In the image above you can see that regardless of your angle and width, whenever there's a collision at least one of r, s or t is intersecting. So probing for those points will give you the answer.

So the solution would now be:

1. Find closest point Q in rectangle from circle's center P.
2. Find distance PQ = d. If d > circle's radius R then they aren't intersecting, else: (this needs to still be found so we can rule out early, and a segment will only be colliding if this distance is < R anyway)
3. Find point T and check for collision. If intersecting then you're done, else:
4. Find points R and S and check for collision. If intersecting then you're done, else my algorithm is wrong...

adnzzzzZ, I found an example where this wouldn't catch the intersection:
But if we then check to see whether any of the corners of the rectangle are within the cone, this would be caught. So we check the closest point, R, S, and T, and the four corners, for a total of 8 calculations. That's not too bad. (Although we should also check to see whether the center of the circle is within the rectangle in the first place.)
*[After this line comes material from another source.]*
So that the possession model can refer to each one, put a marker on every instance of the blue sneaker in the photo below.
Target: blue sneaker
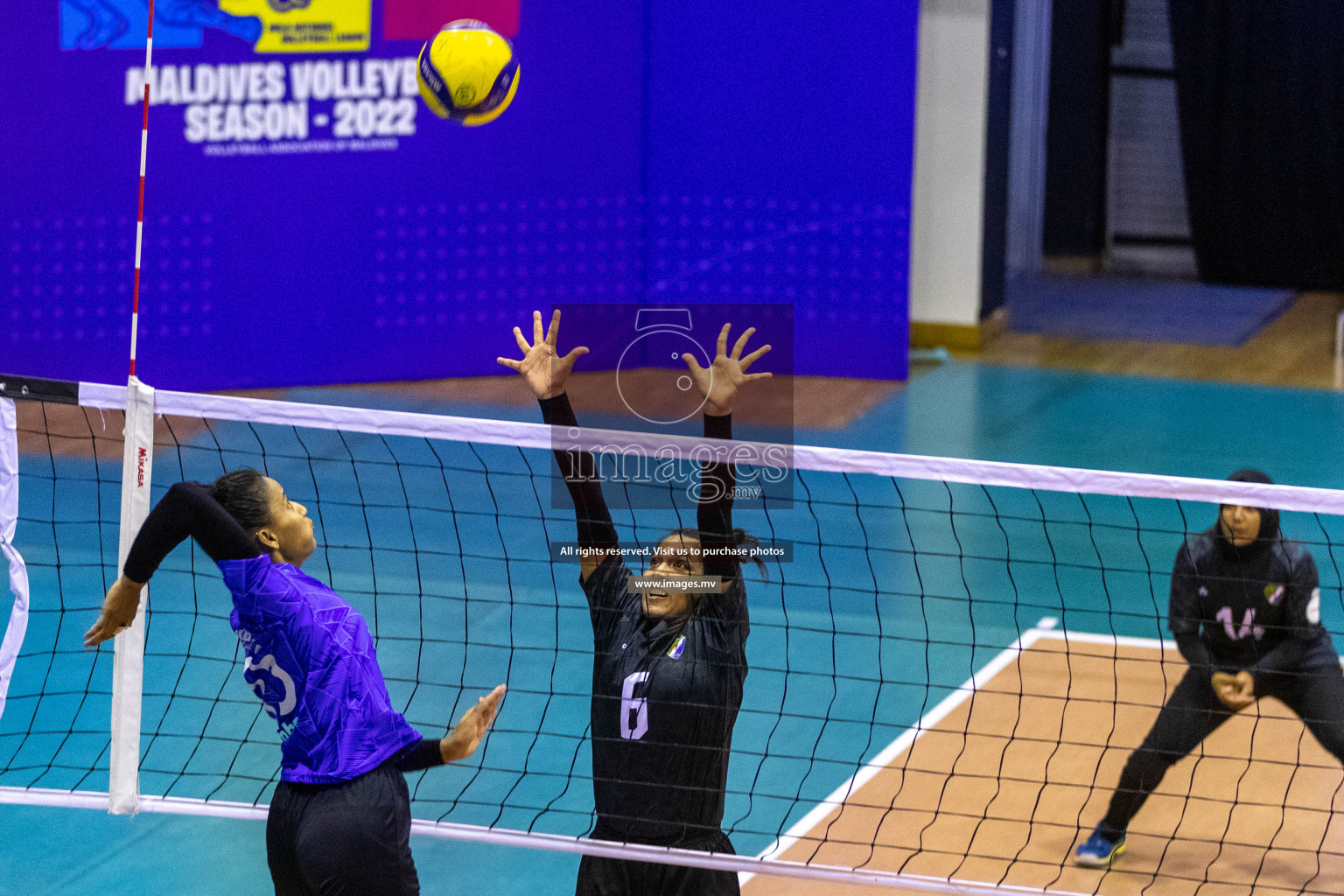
(1098, 852)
I've been trying to come up with another counterexample, but I haven't been able to. I think it is true that either one of R,S, or T is within the rectangle or one of the corners is within the cone, or else the closest point is within the cone (this last case occurs when the rectangle passes between a small chord of the circle that does not contain R,S, or T).

Awesome! I think we did it. I'm fairly confident that there are no more counterexamples, but I might keep trying to find one

Thanks for your help!

What about using something like the Circle-line intersection test from here: http://devmag.org.za/2009/04/17/basic-c ... 2d-part-2/
Then if it's colliding with only one point (delta = 0), then you use the method adnzzzzZ described to check if its colliding with that particular circle segment.
If it's colliding at two points (delta > 0), then you simply have to compare the two points to your circle segment.

To my sleepy brain, this seems like it would work

I don't think checking the four corners will work (I guess it works but it misses this case), for instance:
I think besides checking distance PQ, R, S and T, you also need to check line segments PR and PS against the rectangle.

Scu, the problem is that there could be places inside the circle where the rectangle intersects the segment, not just on the perimeter, like in the picture I attached.

adnz, I am assuming that the circle segment always starts in the center of the circle. But even in this case, the closest point to the bottom dot is inside the cone, so this should get caught.

Ah, I see. I guess that's it then? Hooray!